PAT: Well, I have an attached garage to my house and right down at the end where the – near the garage door is there – right where the soffit meets the shingles, I have a leak there. And I was just wondering how I could try to fix that, if I could just put some of that BLACK JACK in there and try to fix it or …
TOM: How long do you want it fixed for? A week or like forever? Because if you just use the tar, it’s going to be a very short-term repair.
TOM: Tell me where exactly the leak is evidencing itself.
PAT: Well, it’s just a little bit of a water spot there right at the garage door and it seems like the shingles are lifted up a little bit. But my – we built our home only nine years ago, so I wasn’t sure if it was the shingles or …
TOM: OK. So you’re not even sure if it’s the shingles themselves that are cracking. So if you built your home nine years ago, you’ve got a fiberglass-based asphalt shingle. And one of the ways that fiberglass-based asphalt shingles wear is they actually develop sort of fissures or cracks in them. So if you put a ladder against the front of the garage and you kind of go up and look down on the shingle itself and if you see cracks that go through them, that could be the source of the water.

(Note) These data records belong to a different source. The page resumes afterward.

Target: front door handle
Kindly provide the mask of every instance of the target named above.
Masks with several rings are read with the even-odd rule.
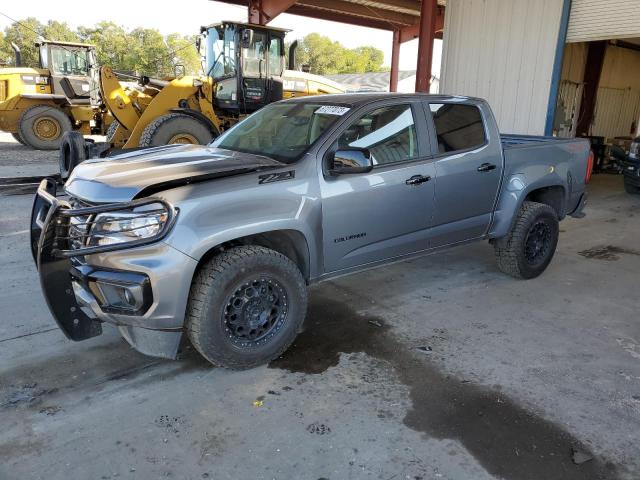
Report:
[[[483,163],[478,167],[479,172],[490,172],[491,170],[495,170],[496,166],[493,163]]]
[[[420,185],[431,180],[429,175],[414,175],[404,181],[407,185]]]

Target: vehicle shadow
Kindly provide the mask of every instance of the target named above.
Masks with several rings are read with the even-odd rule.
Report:
[[[179,361],[147,357],[120,338],[63,345],[64,352],[19,359],[0,371],[0,413],[18,406],[38,409],[45,400],[72,393],[81,399],[117,382],[144,384],[213,368],[189,344]]]

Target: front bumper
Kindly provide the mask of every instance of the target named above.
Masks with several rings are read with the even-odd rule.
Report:
[[[72,209],[56,198],[55,190],[50,180],[38,189],[31,249],[60,329],[79,341],[100,335],[102,323],[108,322],[143,353],[175,357],[197,262],[160,240],[102,251],[65,249],[65,219],[86,209]]]

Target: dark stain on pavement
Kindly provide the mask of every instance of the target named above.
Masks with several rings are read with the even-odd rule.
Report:
[[[596,457],[576,465],[572,451],[593,454],[558,425],[502,392],[444,375],[425,355],[396,340],[382,319],[358,315],[328,296],[311,296],[305,330],[269,367],[320,374],[336,366],[342,353],[355,352],[388,362],[410,389],[406,426],[460,441],[492,475],[514,480],[616,478],[615,467]]]
[[[606,260],[613,262],[620,260],[621,254],[624,255],[640,255],[637,250],[631,250],[628,248],[615,247],[613,245],[607,245],[605,247],[592,247],[588,250],[582,250],[578,252],[578,255],[582,255],[585,258],[593,258],[596,260]]]

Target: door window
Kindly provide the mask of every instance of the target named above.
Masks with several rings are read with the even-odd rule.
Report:
[[[338,138],[338,148],[366,148],[374,165],[418,157],[416,126],[410,105],[378,108],[352,123]]]
[[[474,105],[431,103],[438,152],[448,153],[482,146],[486,141],[482,114]]]
[[[267,34],[254,32],[253,41],[249,48],[242,49],[244,75],[262,78],[265,76],[265,59],[267,48]]]
[[[51,70],[56,75],[81,75],[89,73],[87,52],[65,47],[51,47]]]
[[[272,38],[269,42],[269,75],[279,77],[282,75],[283,63],[281,57],[282,40],[280,38]]]

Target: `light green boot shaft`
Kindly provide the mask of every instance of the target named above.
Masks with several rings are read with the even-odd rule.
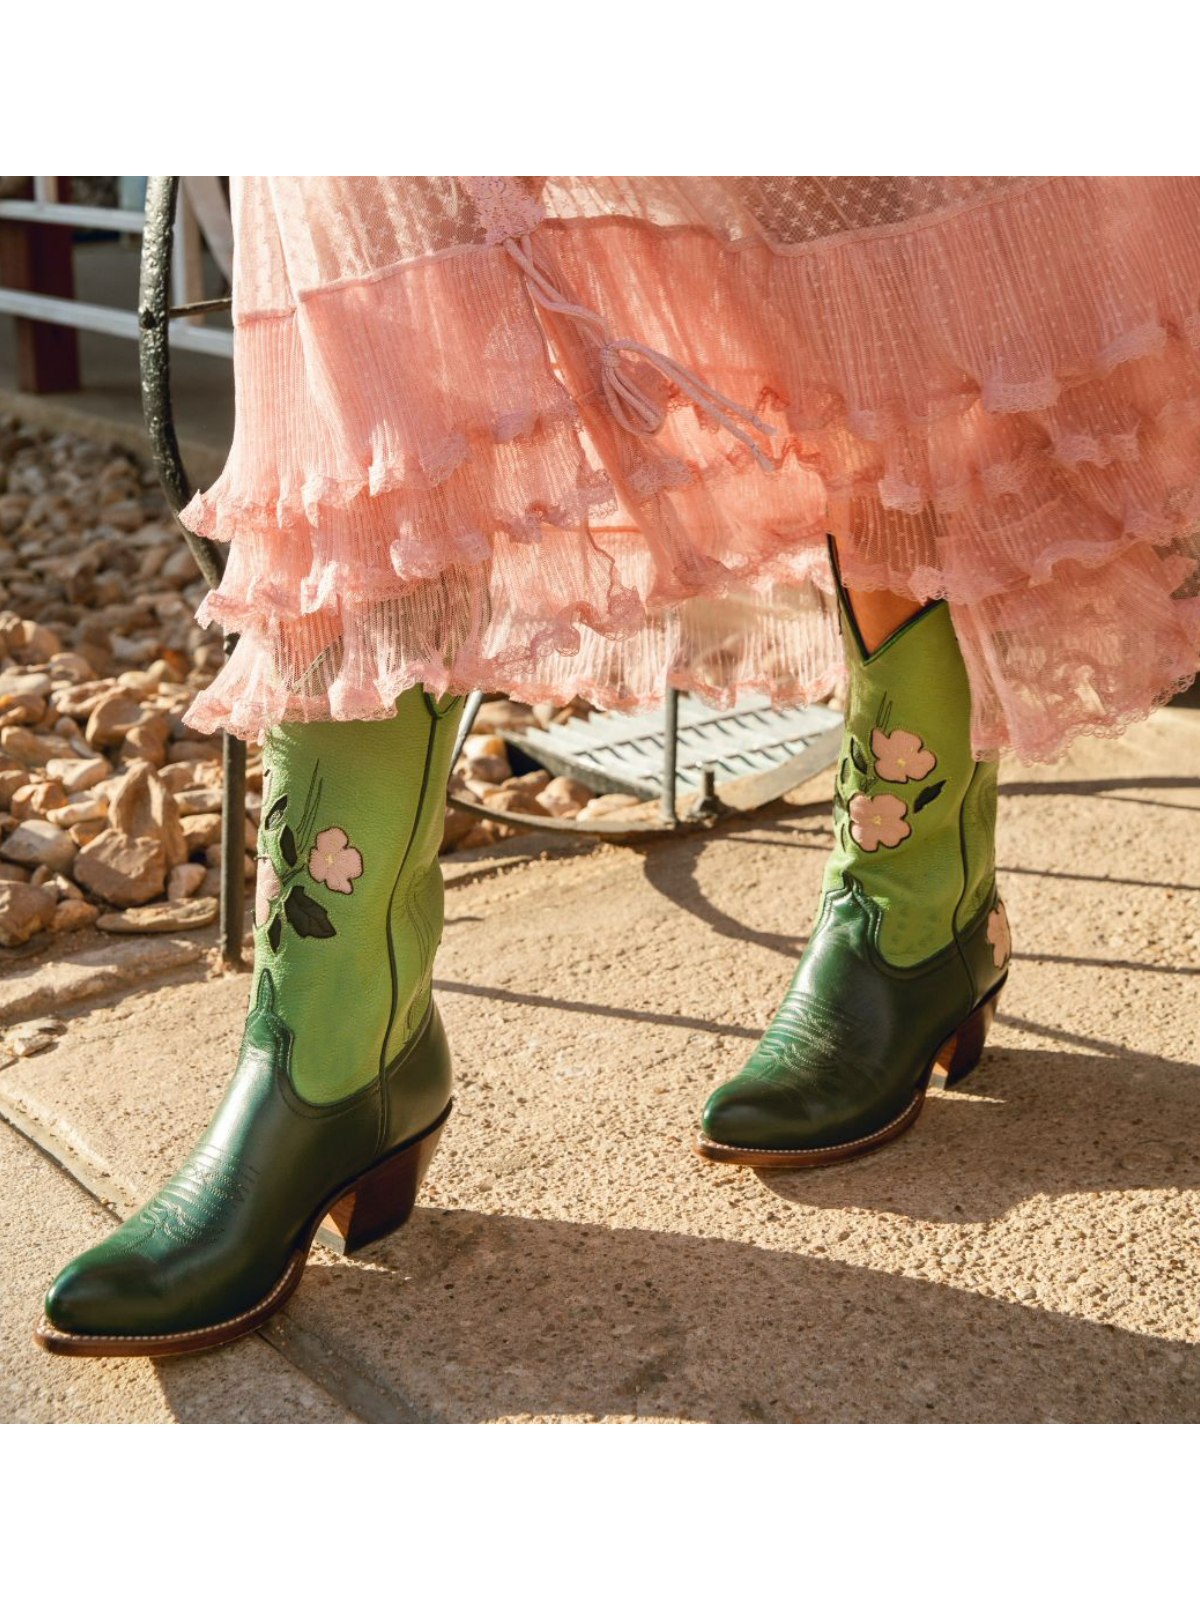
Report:
[[[410,689],[386,720],[267,737],[253,992],[269,972],[295,1035],[292,1082],[315,1104],[369,1082],[428,1007],[461,709]]]
[[[950,611],[926,608],[868,655],[843,600],[849,669],[824,890],[853,874],[882,909],[879,953],[912,967],[954,942],[995,878],[996,763],[971,752]]]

Now, if you’ve just got one or two shingles that are pushed up like that, usually that’s because a nail is actually backing up through the roof. And you can put a flat bar in there and kind of tap that nail down. And yeah, if you want to put a little bit of asphalt sealing under the tab just to kind of hold it in place, then that would be OK.
But in terms of leak prevention, that type of sealant is not the way to fix the leak. If it turns out that the shingles are cracked, I don’t want you to tar them; I want you to take them off and replace them.
PAT: OK. So that’s not a permanent fix then, I guess, is what you’re saying.
TOM: Well, that’s right. It’s not going to be a permanent fix. If the shingles are cracked, then you should pull off the shingles that are damaged and replace them and you can do that with a flat bar. You can actually sort of extract – sort of surgically remove a shingle from the middle of a roof and put a new one back in its place.
PAT: OK. You wouldn’t think after nine years, though, that the shingles would be cracked already, would you, or …?
TOM: I have seen it happen quicker than that.
PAT: Oh, really? OK.
TOM: Yeah, that’s why – see, that’s kind of the way those shingles wear. It depends on a lot of factors. But I would take a very careful look at that and see if that’s what’s causing it.
PAT: OK. Well, that sounds good. I appreciate your help.